Karena melamun, tanpa sadar Sakura menyenggol ember berisi air pel dan menumpahkannya ke seisi ruang kelas, membuat pekerjaannya bertambah menjadi dua kali lipat. Tak bisa menahan lagi, akhirnya Sakura mulai menangis. Seharusnya Ami tidak terus memanfaatkannya! Seharusnya seisi kelas tak perlu mencontek tugas yang Sakura kerjakan susah payah di malam hari! Seharusnya hari ini ia bisa melihat senyum ibunya setelah sekian lama, bukan punggung ibunya disaat beliau tidur! Sakura pun membanting tongkat pel ke lantai dan menyeka air matanya dengan kasar, yang justru malah membuat tangisannya semakin menjadi-jadi. Tanpa ia sadari, tiba-tiba pintu kelas tergeser dengan keras. Sakura yang tersentak menengok ke belakang dengan wajah yang masih penuh dengan air mata.

Yang ia lihat adalah wajah orang yang bolos siang ini dengan wajah tanpa berekspresi khasnya.

"U..Uchiha-san?"

Yang dipanggil tidak menjawab, hanya melanjutkan langkahnya menuju bangku paling belakang dan merogoh sebuah ponsel biru yang tertinggal di loker. Begitu memasukan ponselnya ke dalam kantong celananya, Sakura melihat bola mata Sasuke yang hitam legam menatap seisi kelas dengan tatapan menerawang.

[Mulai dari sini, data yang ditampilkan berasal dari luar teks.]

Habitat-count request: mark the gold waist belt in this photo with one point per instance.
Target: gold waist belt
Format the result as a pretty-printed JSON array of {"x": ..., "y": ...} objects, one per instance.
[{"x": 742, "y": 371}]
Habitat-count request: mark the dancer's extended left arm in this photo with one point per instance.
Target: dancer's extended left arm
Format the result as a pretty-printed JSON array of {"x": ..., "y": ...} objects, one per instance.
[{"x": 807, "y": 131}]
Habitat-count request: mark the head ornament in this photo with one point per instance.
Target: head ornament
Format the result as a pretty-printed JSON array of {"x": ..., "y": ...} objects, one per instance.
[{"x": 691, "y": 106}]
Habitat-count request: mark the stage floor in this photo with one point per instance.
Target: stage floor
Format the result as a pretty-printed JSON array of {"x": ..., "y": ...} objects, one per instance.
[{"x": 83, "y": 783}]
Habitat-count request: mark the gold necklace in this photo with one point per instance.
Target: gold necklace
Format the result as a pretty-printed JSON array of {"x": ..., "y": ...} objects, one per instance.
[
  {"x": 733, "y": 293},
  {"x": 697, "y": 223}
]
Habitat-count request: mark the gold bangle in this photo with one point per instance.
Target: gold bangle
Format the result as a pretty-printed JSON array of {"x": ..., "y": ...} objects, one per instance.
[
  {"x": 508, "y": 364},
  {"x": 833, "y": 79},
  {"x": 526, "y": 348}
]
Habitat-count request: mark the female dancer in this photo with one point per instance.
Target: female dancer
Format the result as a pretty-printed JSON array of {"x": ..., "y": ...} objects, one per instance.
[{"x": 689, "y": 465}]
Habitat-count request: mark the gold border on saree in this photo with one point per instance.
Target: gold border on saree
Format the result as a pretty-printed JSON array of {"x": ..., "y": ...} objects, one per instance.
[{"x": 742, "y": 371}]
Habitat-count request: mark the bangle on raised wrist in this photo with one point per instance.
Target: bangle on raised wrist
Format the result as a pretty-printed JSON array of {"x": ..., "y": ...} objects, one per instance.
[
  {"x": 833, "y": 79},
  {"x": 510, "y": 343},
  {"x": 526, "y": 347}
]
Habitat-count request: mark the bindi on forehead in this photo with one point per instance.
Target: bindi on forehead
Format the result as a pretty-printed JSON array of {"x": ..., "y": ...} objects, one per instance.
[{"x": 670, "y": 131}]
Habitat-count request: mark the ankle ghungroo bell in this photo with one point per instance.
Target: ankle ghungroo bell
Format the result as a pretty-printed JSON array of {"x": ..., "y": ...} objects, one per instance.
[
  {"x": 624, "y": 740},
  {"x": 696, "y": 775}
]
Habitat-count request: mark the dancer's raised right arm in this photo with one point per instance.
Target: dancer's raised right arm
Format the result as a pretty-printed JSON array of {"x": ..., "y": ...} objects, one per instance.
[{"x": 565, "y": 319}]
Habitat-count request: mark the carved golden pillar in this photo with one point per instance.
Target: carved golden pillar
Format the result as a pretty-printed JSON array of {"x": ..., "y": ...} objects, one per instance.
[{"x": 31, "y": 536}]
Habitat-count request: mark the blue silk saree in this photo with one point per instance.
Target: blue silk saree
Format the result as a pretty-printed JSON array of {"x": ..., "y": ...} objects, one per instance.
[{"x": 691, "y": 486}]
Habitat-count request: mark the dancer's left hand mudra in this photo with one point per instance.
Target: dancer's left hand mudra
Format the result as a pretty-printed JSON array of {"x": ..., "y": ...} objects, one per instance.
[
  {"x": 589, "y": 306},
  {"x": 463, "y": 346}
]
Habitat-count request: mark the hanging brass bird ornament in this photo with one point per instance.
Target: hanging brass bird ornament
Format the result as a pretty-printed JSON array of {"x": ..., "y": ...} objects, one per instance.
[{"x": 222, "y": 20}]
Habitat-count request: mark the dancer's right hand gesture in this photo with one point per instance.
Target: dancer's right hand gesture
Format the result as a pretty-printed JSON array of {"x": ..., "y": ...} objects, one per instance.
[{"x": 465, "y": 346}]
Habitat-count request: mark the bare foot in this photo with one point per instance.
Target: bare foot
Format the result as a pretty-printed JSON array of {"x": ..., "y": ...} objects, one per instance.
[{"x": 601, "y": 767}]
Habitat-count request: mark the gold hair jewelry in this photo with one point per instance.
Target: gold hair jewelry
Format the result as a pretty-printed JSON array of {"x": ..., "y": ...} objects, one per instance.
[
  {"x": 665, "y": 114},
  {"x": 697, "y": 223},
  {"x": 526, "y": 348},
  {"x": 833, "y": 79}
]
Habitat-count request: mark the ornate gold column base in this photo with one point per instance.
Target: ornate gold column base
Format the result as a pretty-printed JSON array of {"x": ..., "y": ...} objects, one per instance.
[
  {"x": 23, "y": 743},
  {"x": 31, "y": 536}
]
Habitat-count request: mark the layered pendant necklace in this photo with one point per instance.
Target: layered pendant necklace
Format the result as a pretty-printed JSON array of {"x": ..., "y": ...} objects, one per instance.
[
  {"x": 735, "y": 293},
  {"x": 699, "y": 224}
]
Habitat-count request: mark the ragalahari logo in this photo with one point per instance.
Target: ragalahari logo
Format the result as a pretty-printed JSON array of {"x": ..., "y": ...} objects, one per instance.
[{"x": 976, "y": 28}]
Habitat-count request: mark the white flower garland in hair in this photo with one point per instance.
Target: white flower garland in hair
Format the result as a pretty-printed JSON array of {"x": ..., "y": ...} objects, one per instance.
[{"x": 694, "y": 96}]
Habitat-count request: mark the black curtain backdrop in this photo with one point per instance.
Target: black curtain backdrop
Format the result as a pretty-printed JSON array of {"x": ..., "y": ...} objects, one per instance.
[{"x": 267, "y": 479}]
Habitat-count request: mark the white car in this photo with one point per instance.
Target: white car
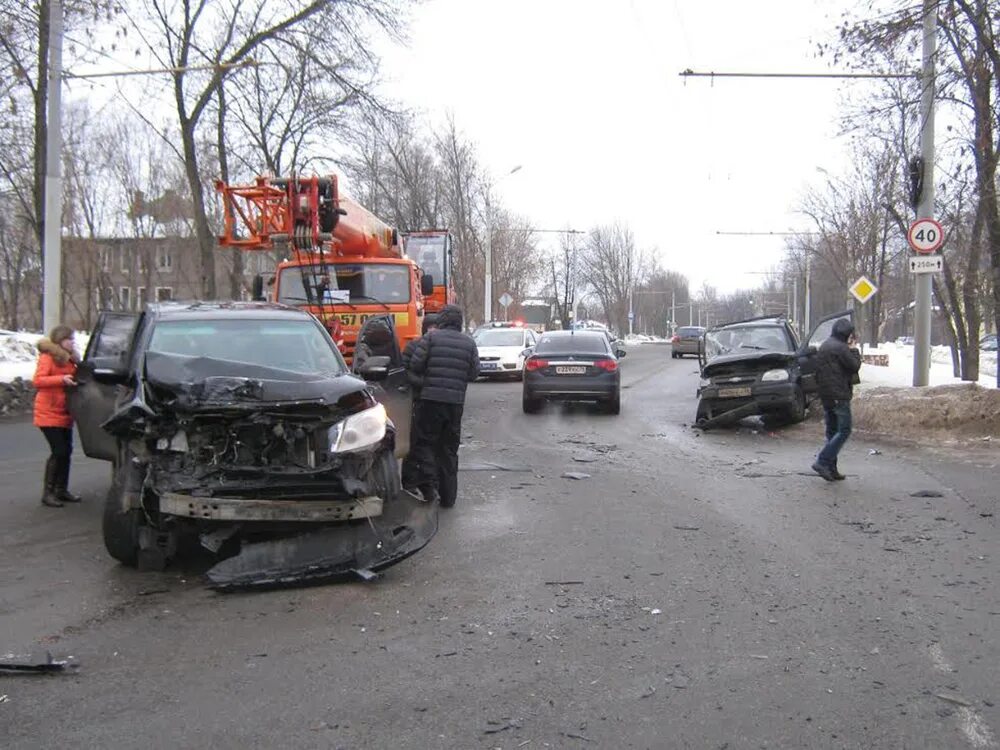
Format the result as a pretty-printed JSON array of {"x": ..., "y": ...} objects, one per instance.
[{"x": 501, "y": 351}]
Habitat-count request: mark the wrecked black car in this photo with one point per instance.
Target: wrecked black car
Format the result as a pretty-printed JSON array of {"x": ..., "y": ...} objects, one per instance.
[
  {"x": 239, "y": 424},
  {"x": 758, "y": 367}
]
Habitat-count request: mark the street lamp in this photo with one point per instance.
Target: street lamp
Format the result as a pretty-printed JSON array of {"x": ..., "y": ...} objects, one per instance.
[{"x": 488, "y": 290}]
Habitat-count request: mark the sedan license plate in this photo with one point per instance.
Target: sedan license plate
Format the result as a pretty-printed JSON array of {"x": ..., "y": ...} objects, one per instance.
[{"x": 734, "y": 392}]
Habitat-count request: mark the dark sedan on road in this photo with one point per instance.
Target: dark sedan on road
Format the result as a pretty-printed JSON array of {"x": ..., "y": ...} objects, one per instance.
[
  {"x": 575, "y": 365},
  {"x": 687, "y": 340}
]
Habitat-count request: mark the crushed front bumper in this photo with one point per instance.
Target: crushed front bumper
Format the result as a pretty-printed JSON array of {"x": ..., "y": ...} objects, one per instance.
[{"x": 357, "y": 548}]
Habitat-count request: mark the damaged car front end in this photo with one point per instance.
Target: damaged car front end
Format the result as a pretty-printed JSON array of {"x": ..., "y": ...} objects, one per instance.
[
  {"x": 287, "y": 473},
  {"x": 758, "y": 367}
]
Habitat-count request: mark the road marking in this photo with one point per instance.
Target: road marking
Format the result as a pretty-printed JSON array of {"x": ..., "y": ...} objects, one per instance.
[{"x": 977, "y": 732}]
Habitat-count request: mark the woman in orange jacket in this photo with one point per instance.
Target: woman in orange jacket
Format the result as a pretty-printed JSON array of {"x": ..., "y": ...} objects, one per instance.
[{"x": 56, "y": 367}]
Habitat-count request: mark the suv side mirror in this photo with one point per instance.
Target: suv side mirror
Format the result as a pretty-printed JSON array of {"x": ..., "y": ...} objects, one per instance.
[{"x": 375, "y": 368}]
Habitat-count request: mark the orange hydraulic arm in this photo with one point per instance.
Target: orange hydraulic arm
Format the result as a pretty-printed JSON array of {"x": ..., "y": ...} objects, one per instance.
[{"x": 305, "y": 212}]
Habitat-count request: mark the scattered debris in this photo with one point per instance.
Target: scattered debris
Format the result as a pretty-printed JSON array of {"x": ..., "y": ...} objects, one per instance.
[
  {"x": 35, "y": 664},
  {"x": 953, "y": 698}
]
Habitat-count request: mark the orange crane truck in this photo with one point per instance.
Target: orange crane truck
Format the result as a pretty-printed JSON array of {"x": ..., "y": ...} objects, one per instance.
[
  {"x": 431, "y": 249},
  {"x": 344, "y": 264}
]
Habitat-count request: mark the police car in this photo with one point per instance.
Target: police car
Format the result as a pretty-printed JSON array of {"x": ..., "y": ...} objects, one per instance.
[{"x": 502, "y": 348}]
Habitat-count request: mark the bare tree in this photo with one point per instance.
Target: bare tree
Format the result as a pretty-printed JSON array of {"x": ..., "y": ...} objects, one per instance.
[{"x": 613, "y": 267}]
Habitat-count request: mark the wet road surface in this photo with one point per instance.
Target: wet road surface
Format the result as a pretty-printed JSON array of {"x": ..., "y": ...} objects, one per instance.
[{"x": 692, "y": 591}]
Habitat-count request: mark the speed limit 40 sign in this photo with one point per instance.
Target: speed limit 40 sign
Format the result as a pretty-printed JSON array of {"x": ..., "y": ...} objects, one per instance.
[{"x": 925, "y": 236}]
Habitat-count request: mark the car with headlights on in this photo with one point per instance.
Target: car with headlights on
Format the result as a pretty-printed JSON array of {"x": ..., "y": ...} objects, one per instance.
[
  {"x": 758, "y": 367},
  {"x": 502, "y": 350},
  {"x": 577, "y": 365},
  {"x": 686, "y": 340},
  {"x": 240, "y": 424}
]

Papan tulis kotor dan air tergenang diatas lantai.

Dengan cepat Sakura menyeka air matanya dan mengulaskan sebuah senyum kepada Sasuke, "Uchiha-san, tak usah pedulikan seisi kelas. Akan segera kubersihkan."

Sakura hanya mendapati sebuah gakuran yang dilemparkan menutupi seluruh wajahnya Sakura yang lengket dengan air mata. Dengan heran Sakura menarik gakuran itu dari wajahnya dan menemukan Sasuke yang sudah menggulung lengan bajunya dan menggenggam tongkat pel yang sedari tadi gadis itu abaikan.

"Uchiha-san..?"

"Biar aku yang kerjakan ini. Kau hapus papan tulis."

"Tapi.."

Sasuke langsung membuang muka dan mengepel kelas tanpa pikir panjang. Melihat pria itu mulai mengerjakan tugasnya membuat Sakura pun melangkah menuju papan tulis dan membersihkan bekas tulisan-tulisan yang ada. Gadis itu tersadar kalau gakuran milik Sasuke masih berada diatas kepalanya, menutupi rambut Sakura yang sedikit lengket karena keringat. Bau parfum Sasuke yang terdapat di gakuran tersebut membuat Sakura seperti dipeluk oleh pria dingin itu. Baunya yang hangat mengingatkan Sakura kepada hangatnya tangan Ino kala pertama mereka bertemu. Rasa nyaman yang ada di pakaian itu mengingatkan Sakura kepada sebuah sweater pemberian ibunya, yang katanya adalah sweater yang digunakan sang ibu pada saat ayahnya melamar dirinya. Bau Sasuke membuat air mata Sakura menjadi kering dan membuat tangannya mendekap pakaian itu dengan erat, berharap baunya terus menempel di sekujur tubuh gadis itu. Ditatapnya pria yang baru saja datang tanpa diundang oleh bola mata Sakura yang sudah mendapat kembali sinarnya. Melihat punggungnya yang tegap membuat Sakura merasa terlindungi. Tangan Sasuke terlihat lebih besar disaat ia menggenggam tongkat pel, menyadarkan Sakura bahwa Sasuke adalah laki-laki. Tubuhnya yang tinggi membuat Sakura ingin berdiri di sebelahnya, agar bisa menatap pria itu diam-diam tanpa sepengetahuannya. Rumor yang sering gadis itu dengar dari banyak orang seketika terhapus begitu saja dalam benak Sakura.

Kini, di hadapan mata Haruno Sakura adalah Uchiha Sasuke, satu-satunya pria yang seperti pahlawan di dalam kelas yang bersinar.